December 6, 2011
NHL realignment good for the West
By TERRY JONES, QMI Agency
EDMONTON - Someday soon, when Ryan Nugent-Hopkins, Taylor Hall, Jordan Eberle and the rest of the young Edmonton Oilers grow up, maybe the fans in the NHL East will be happy this happened.
Maybe, like a long time ago when Wayne Gretzky, Mark Messier and hockey’s greatest road show used to come to town, there will be a buzz in their building.
Someday soon maybe the players from the bus-league division will also appreciate visiting every NHL city, every season, instead of having all their out-of-time zone games played by Halloween as has been the situation on occasion.
OK. Probably not.
But in the meantime, in between time, as broadcaster Ed Whalen used to put it, the franchises east of the Mississippi that Gary Bettman convinced to buy in to his grand plan for realignment should understand that they’ve made the NHL a better league.
And they’ve made the Western Canadian heartland of hockey — which produces a significant percentage of players for every franchise in the league — a much more equal partner.
Now every player in the league from these parts can play games close to home every year.
That probably wasn’t even a thought when the new four-conference, everybody-plays-everybody home-and-away concept took NHL Commissioner Bettman the remarkable time of only about an hour or so to get passed Monday in Pebble Beach.
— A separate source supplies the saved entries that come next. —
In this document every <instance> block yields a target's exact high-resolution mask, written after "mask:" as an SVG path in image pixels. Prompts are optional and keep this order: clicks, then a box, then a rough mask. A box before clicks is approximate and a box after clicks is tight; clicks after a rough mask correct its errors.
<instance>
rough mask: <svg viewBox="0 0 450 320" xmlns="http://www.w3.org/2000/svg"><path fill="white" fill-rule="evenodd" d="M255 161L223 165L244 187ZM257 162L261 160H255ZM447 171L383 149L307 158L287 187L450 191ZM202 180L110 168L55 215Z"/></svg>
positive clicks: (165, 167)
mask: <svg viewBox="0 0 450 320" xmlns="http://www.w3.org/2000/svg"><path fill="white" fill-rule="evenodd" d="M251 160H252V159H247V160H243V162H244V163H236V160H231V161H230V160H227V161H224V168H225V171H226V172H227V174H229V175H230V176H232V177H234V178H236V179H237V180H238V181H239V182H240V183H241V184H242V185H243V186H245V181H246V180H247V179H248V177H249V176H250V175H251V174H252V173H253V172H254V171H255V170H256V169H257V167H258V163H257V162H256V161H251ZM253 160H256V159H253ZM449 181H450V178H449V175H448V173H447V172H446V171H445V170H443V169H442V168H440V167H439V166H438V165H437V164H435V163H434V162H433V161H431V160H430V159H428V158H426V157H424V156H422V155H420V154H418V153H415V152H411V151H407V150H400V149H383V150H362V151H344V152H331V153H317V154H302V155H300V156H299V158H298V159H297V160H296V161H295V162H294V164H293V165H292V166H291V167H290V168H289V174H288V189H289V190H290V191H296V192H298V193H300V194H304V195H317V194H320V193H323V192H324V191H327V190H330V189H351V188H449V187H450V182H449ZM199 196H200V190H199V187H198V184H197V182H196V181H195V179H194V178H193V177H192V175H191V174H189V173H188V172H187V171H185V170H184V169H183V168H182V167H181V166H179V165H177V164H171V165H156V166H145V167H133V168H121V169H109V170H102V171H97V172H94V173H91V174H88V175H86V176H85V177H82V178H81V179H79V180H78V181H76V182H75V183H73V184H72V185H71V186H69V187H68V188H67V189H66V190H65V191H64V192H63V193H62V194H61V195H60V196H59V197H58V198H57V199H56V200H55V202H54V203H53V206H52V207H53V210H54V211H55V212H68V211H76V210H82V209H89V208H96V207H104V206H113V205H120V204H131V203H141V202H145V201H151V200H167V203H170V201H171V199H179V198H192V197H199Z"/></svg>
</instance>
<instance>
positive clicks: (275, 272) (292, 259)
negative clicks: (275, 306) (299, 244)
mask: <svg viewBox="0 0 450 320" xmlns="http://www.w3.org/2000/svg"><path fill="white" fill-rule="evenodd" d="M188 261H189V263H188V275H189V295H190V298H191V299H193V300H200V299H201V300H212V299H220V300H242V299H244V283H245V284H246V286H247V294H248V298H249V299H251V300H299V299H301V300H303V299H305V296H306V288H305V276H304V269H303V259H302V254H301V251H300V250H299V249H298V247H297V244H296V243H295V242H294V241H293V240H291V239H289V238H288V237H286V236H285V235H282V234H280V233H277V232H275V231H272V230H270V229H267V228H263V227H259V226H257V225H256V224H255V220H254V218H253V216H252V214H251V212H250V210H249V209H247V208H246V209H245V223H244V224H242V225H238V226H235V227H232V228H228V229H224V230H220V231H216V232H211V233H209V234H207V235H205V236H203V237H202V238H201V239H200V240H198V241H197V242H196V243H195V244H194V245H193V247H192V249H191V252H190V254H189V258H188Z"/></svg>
As any Western Canadian can testify, it’s not often something good for the West and maybe not-so-much for the East gets approved for the greater good for all.
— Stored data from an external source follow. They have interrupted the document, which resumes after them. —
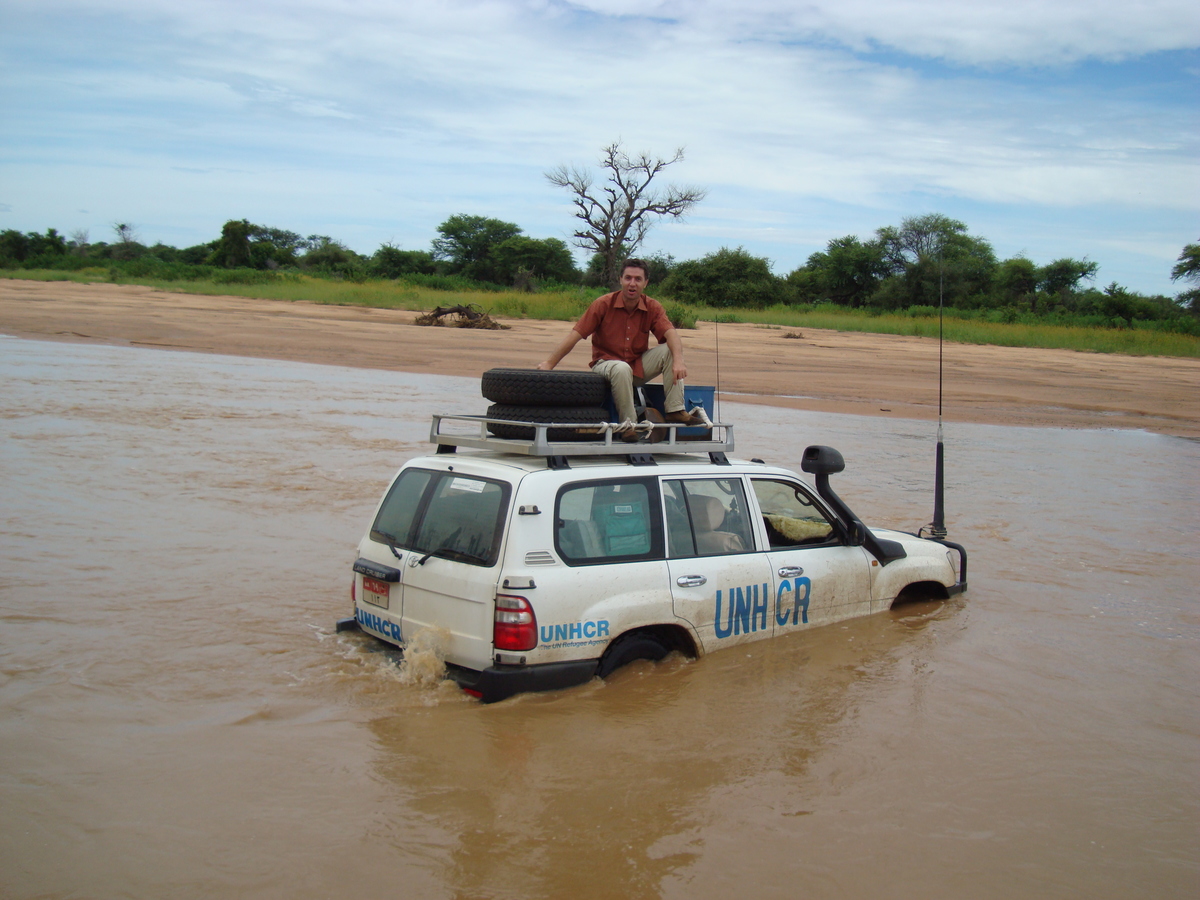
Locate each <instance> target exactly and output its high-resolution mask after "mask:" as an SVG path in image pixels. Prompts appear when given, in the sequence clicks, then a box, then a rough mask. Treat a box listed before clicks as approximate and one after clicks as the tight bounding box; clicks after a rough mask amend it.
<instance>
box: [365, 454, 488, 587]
mask: <svg viewBox="0 0 1200 900" xmlns="http://www.w3.org/2000/svg"><path fill="white" fill-rule="evenodd" d="M509 491H510V487H509V485H508V484H505V482H503V481H491V480H488V479H482V478H475V476H473V475H460V474H457V473H454V472H428V470H426V469H406V470H404V472H402V473H401V475H400V478H397V479H396V481H395V482H394V484H392V486H391V488H390V490H389V491H388V496H386V497H385V498H384V502H383V504H382V505H380V506H379V514H378V515H377V516H376V521H374V524H373V526H372V527H371V539H372V540H374V541H378V542H379V544H390V545H392V546H394V547H403V548H404V550H408V551H412V552H414V553H432V554H433V556H436V557H443V558H445V559H455V560H458V562H462V563H470V564H472V565H494V564H496V560H497V557H498V556H499V551H500V538H502V535H503V528H504V520H505V514H506V512H508V508H509Z"/></svg>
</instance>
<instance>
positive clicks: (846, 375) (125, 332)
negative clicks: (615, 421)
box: [0, 278, 1200, 439]
mask: <svg viewBox="0 0 1200 900" xmlns="http://www.w3.org/2000/svg"><path fill="white" fill-rule="evenodd" d="M416 316H418V313H414V312H407V311H401V310H373V308H362V307H350V306H323V305H318V304H310V302H304V301H296V302H290V301H280V300H253V299H247V298H239V296H205V295H199V294H175V293H167V292H162V290H156V289H154V288H146V287H140V286H128V284H77V283H73V282H35V281H17V280H6V278H4V280H0V334H6V335H13V336H19V337H30V338H40V340H55V341H94V342H102V343H113V344H127V346H132V347H156V348H164V349H180V350H194V352H202V353H221V354H229V355H235V356H259V358H266V359H284V360H298V361H304V362H318V364H331V365H340V366H356V367H362V368H386V370H396V371H404V372H428V373H433V374H455V376H478V374H480V373H481V372H484V371H485V370H487V368H491V367H493V366H514V367H533V366H535V365H536V364H538V362H539V361H540V360H542V359H545V358H546V356H547V355H548V353H550V352H551V349H552V348H553V346H554V344H556V343H557V342H558V341H559V340H560V338H562V336H563V335H564V334H565V332H566V329H568V328H570V325H569V323H564V322H535V320H529V319H502V322H503V323H504V324H506V325H510V326H511V329H510V330H506V331H482V330H474V329H456V328H422V326H418V325H414V324H413V320H414V319H415V318H416ZM797 335H798V336H797ZM683 336H684V348H685V353H686V364H688V370H689V378H688V380H689V382H691V383H694V384H718V385H719V386H720V391H721V396H724V397H727V398H730V400H738V401H740V402H755V403H770V404H773V406H784V407H793V408H797V409H811V410H818V412H833V413H851V414H856V415H882V416H899V418H907V419H925V420H936V419H937V404H938V397H937V370H938V343H937V341H936V340H934V338H926V337H899V336H892V335H868V334H858V332H848V331H828V330H821V329H809V328H800V329H788V328H763V326H757V325H744V324H743V325H720V326H718V325H714V324H713V323H701V325H700V328H698V329H696V330H695V331H684V332H683ZM718 347H719V349H720V353H719V354H718ZM718 356H719V366H718ZM588 360H589V355H588V353H587V349H586V347H583V346H581V347H577V348H576V349H575V352H574V353H572V354H571V355H570V356H568V358H566V360H564V362H563V364H562V366H563V367H566V368H584V367H586V366H587V364H588ZM942 362H943V372H944V378H943V397H942V408H943V415H944V419H946V420H947V421H971V422H984V424H994V425H1022V426H1056V427H1082V428H1144V430H1146V431H1152V432H1158V433H1162V434H1174V436H1178V437H1188V438H1194V439H1195V438H1200V360H1196V359H1177V358H1157V356H1121V355H1112V354H1098V353H1079V352H1075V350H1044V349H1028V348H1009V347H985V346H976V344H955V343H947V344H946V346H944V349H943V360H942ZM482 403H484V401H482V400H480V408H479V409H474V408H472V409H470V410H466V412H480V413H481V412H484V406H482ZM448 412H460V410H448Z"/></svg>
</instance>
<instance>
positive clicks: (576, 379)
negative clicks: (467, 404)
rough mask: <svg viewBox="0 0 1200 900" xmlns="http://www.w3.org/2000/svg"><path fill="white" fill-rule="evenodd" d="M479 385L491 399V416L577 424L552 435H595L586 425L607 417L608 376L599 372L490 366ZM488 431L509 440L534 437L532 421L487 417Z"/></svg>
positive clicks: (534, 421)
mask: <svg viewBox="0 0 1200 900" xmlns="http://www.w3.org/2000/svg"><path fill="white" fill-rule="evenodd" d="M480 389H481V390H482V394H484V396H485V397H486V398H487V400H490V401H492V406H490V407H488V408H487V418H488V419H508V420H512V421H520V422H536V424H539V425H568V426H574V427H565V428H550V430H547V433H546V439H547V440H595V439H596V437H598V434H596V433H595V432H594V431H587V430H586V426H589V425H599V424H601V422H607V421H608V409H607V403H608V382H607V380H606V379H605V377H604V376H601V374H596V373H595V372H566V371H563V372H557V371H542V370H540V368H490V370H487V371H486V372H484V377H482V379H481V384H480ZM487 431H488V432H490V433H492V434H494V436H496V437H498V438H504V439H508V440H533V439H534V428H530V427H528V426H521V425H505V424H503V422H488V424H487Z"/></svg>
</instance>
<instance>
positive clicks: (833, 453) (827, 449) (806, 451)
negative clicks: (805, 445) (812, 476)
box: [800, 444, 846, 475]
mask: <svg viewBox="0 0 1200 900" xmlns="http://www.w3.org/2000/svg"><path fill="white" fill-rule="evenodd" d="M800 468H802V469H803V470H804V472H806V473H809V474H810V475H836V474H838V473H839V472H842V470H844V469H845V468H846V461H845V460H842V458H841V454H839V452H838V451H836V450H834V449H833V448H832V446H821V445H820V444H814V445H812V446H806V448H804V457H803V458H802V460H800Z"/></svg>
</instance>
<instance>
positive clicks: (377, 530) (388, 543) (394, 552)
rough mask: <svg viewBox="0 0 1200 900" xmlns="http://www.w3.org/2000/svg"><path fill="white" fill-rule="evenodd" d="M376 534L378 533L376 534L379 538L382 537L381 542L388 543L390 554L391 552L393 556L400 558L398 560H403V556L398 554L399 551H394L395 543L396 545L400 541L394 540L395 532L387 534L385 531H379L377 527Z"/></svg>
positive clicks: (395, 548)
mask: <svg viewBox="0 0 1200 900" xmlns="http://www.w3.org/2000/svg"><path fill="white" fill-rule="evenodd" d="M376 534H378V535H379V536H380V538H383V542H384V544H386V545H388V550H390V551H391V554H392V556H394V557H396V559H400V560H403V559H404V557H402V556H401V554H400V553H398V552H397V551H396V545H397V544H398V542H400V541H397V540H396V535H395V534H388V533H386V532H380V530H378V529H376Z"/></svg>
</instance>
But for a season ticket holder of the Winnipeg Jets, Calgary Flames, Edmonton Oilers and Vancouver Canucks, having every team play your arena every year is value added.
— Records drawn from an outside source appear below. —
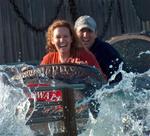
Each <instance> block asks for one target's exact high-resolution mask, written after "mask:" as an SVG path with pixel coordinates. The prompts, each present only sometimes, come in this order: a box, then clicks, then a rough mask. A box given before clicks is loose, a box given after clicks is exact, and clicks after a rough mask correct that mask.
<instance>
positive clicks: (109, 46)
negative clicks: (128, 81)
mask: <svg viewBox="0 0 150 136" xmlns="http://www.w3.org/2000/svg"><path fill="white" fill-rule="evenodd" d="M90 51H91V52H92V53H93V54H94V55H95V57H96V59H97V61H98V62H99V65H100V67H101V69H102V72H103V73H104V74H105V75H106V76H107V79H109V78H110V77H111V76H112V75H113V74H114V72H115V71H117V70H118V68H119V64H120V63H121V62H123V60H122V58H121V57H120V55H119V53H118V52H117V51H116V50H115V49H114V48H113V47H112V46H111V45H110V44H109V43H106V42H103V41H101V40H100V39H98V38H96V39H95V42H94V44H93V45H92V47H91V48H90ZM121 79H122V76H121V73H120V74H118V75H117V76H116V78H115V80H114V81H112V82H118V81H120V80H121Z"/></svg>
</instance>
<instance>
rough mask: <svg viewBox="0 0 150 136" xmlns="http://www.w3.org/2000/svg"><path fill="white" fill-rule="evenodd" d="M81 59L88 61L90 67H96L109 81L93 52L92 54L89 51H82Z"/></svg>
mask: <svg viewBox="0 0 150 136" xmlns="http://www.w3.org/2000/svg"><path fill="white" fill-rule="evenodd" d="M81 59H83V60H85V61H87V63H88V65H90V66H94V67H95V68H97V69H98V70H99V71H100V72H101V74H102V76H103V77H104V79H106V80H108V77H107V76H106V75H105V74H104V73H103V72H102V70H101V67H100V65H99V63H98V61H97V60H96V58H95V56H94V55H93V54H92V52H90V51H89V50H85V51H82V52H81Z"/></svg>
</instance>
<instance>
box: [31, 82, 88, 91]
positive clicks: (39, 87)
mask: <svg viewBox="0 0 150 136" xmlns="http://www.w3.org/2000/svg"><path fill="white" fill-rule="evenodd" d="M65 88H71V89H76V90H80V89H84V88H85V84H63V85H57V86H51V85H50V86H37V87H32V88H30V89H31V91H34V92H42V91H46V90H57V89H65Z"/></svg>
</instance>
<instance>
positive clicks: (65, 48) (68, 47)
mask: <svg viewBox="0 0 150 136" xmlns="http://www.w3.org/2000/svg"><path fill="white" fill-rule="evenodd" d="M71 43H72V37H71V34H70V31H69V29H68V28H67V27H57V28H55V29H54V31H53V37H52V44H54V45H55V47H56V50H57V51H58V53H59V54H65V55H67V54H69V55H70V48H71Z"/></svg>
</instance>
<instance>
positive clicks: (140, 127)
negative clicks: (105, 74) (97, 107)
mask: <svg viewBox="0 0 150 136" xmlns="http://www.w3.org/2000/svg"><path fill="white" fill-rule="evenodd" d="M7 68H8V66H7ZM9 69H13V70H14V69H15V70H14V71H13V70H11V71H13V72H10V70H8V69H6V66H0V94H1V95H0V116H1V118H0V136H20V135H22V136H34V135H35V134H34V132H33V131H32V130H31V129H30V127H29V126H27V125H25V123H26V113H27V111H28V109H29V105H30V104H29V101H28V99H27V98H26V96H25V95H24V93H23V89H22V88H23V86H24V85H23V83H22V81H19V83H17V84H20V87H16V86H15V84H16V83H15V82H13V81H11V80H9V79H10V77H11V76H12V75H14V74H16V73H17V72H19V71H18V67H17V66H9ZM122 72H123V73H124V74H123V80H122V81H121V82H120V83H119V84H117V85H112V86H109V85H108V84H105V85H103V86H102V88H101V89H100V90H97V91H96V98H97V99H98V101H99V103H100V112H99V115H98V118H97V119H94V118H93V117H92V115H91V114H90V113H89V117H90V118H89V121H88V122H87V125H86V131H84V132H83V133H82V134H80V136H135V135H136V136H146V135H147V136H148V135H149V132H150V123H149V122H150V113H149V112H150V70H149V71H147V72H145V73H142V74H138V73H126V72H124V71H122ZM54 128H55V126H53V125H49V129H50V130H51V132H52V133H53V129H54Z"/></svg>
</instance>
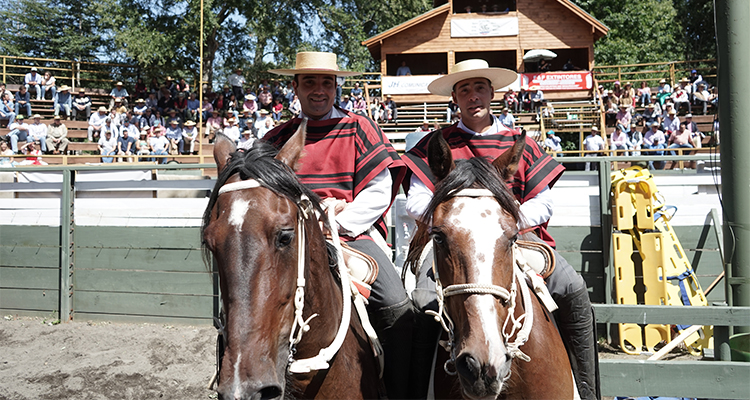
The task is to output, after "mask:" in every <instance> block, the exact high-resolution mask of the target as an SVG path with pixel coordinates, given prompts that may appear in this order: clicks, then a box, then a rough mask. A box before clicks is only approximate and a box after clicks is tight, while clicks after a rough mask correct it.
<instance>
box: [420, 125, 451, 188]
mask: <svg viewBox="0 0 750 400" xmlns="http://www.w3.org/2000/svg"><path fill="white" fill-rule="evenodd" d="M427 163H428V164H429V165H430V171H432V175H435V178H437V180H438V181H441V180H443V179H444V178H445V177H446V176H448V174H449V173H450V172H451V171H453V168H456V163H454V162H453V154H451V148H450V146H448V142H446V141H445V138H444V137H443V131H442V130H440V129H438V130H437V131H435V132H434V133H433V134H432V137H431V138H430V142H429V143H428V144H427Z"/></svg>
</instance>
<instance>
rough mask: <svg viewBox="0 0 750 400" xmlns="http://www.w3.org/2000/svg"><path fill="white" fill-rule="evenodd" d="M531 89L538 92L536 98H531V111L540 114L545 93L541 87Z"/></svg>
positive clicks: (532, 88) (537, 87)
mask: <svg viewBox="0 0 750 400" xmlns="http://www.w3.org/2000/svg"><path fill="white" fill-rule="evenodd" d="M530 89H531V90H536V92H535V93H534V96H532V97H531V111H533V112H537V113H538V112H539V108H540V107H541V106H542V102H544V92H542V88H540V87H532V88H530Z"/></svg>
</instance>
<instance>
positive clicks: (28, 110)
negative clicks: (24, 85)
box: [16, 86, 31, 117]
mask: <svg viewBox="0 0 750 400" xmlns="http://www.w3.org/2000/svg"><path fill="white" fill-rule="evenodd" d="M21 109H25V110H26V116H27V117H31V96H29V91H28V90H26V86H21V87H20V88H19V89H18V91H17V92H16V115H21V113H20V110H21Z"/></svg>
Sydney Crosby has played Edmonton, for example, twice in his career so far, and wasn’t due again ‘til maybe after the Brier in 2013.
The way it’s been has produced some stupid statistics, such as Ryan Smyth having played the New Jersey Devils a mere 15 times in his 1,096-game career.
“It’s wonderful,” said Edmonton Oilers’ coach Tom Renney Monday in anticipation of the vote.
“I think it’s good. The time has come, with geography being what it is. I think we can really generate more interest right now if we do this right.”
It’s hardly shocking that Edmonton, Calgary and Vancouver end up in the same division as Colorado, San Jose, Los Angeles, Anaheim and Phoenix.
Being in an eight-team conference in which the first two rounds of the playoffs feature conference teams isn’t ideal. That’s a 50% chance of making the playoffs, instead of a 57.2% chance in a seven-team division. But anybody really believe the Coyotes will stay much longer in Phoenix?
Having Chicago, Columbus, Dallas, Detroit, Minnesota, Nashville, St. Louis and Winnipeg in a division together, with the extra games against Eastern opposition, is a decent deal for Detroit and Columbus because it dramatically reduces the late-night TV starts from Mountain and Pacific time zones. Their TV numbers just got better and TV and radio deals worth more money.
Winnipeg doesn’t play but one game at home and away against any other Canadian team, but the trade-off is the time zone.
Carolina, New Jersey, the New York Islanders, New York Rangers, Philadelphia, Pittsburgh and Washington is a nice tight division with fabulous playoff potential.
The only thing goofy about any of it is Florida and Tampa Bay being in with Boston, Buffalo, Montreal, Ottawa and Toronto.
In the seven-team donferences, teams would play six times — three home, three away. In the eight-team conferences, a bit more schedule stickhanding would be required, with teams playing either five or six times per season on a rotating basis.
In the Oilers’ conference, that could be streamlined with Vancouver, Edmonton, Calgary and Colorado in one group and Anaheim, Los Angeles, San Jose and Phoenix in the other, playing the extra games within their areas.
But for fans in the West, it’s all good, no matter how it shakes down.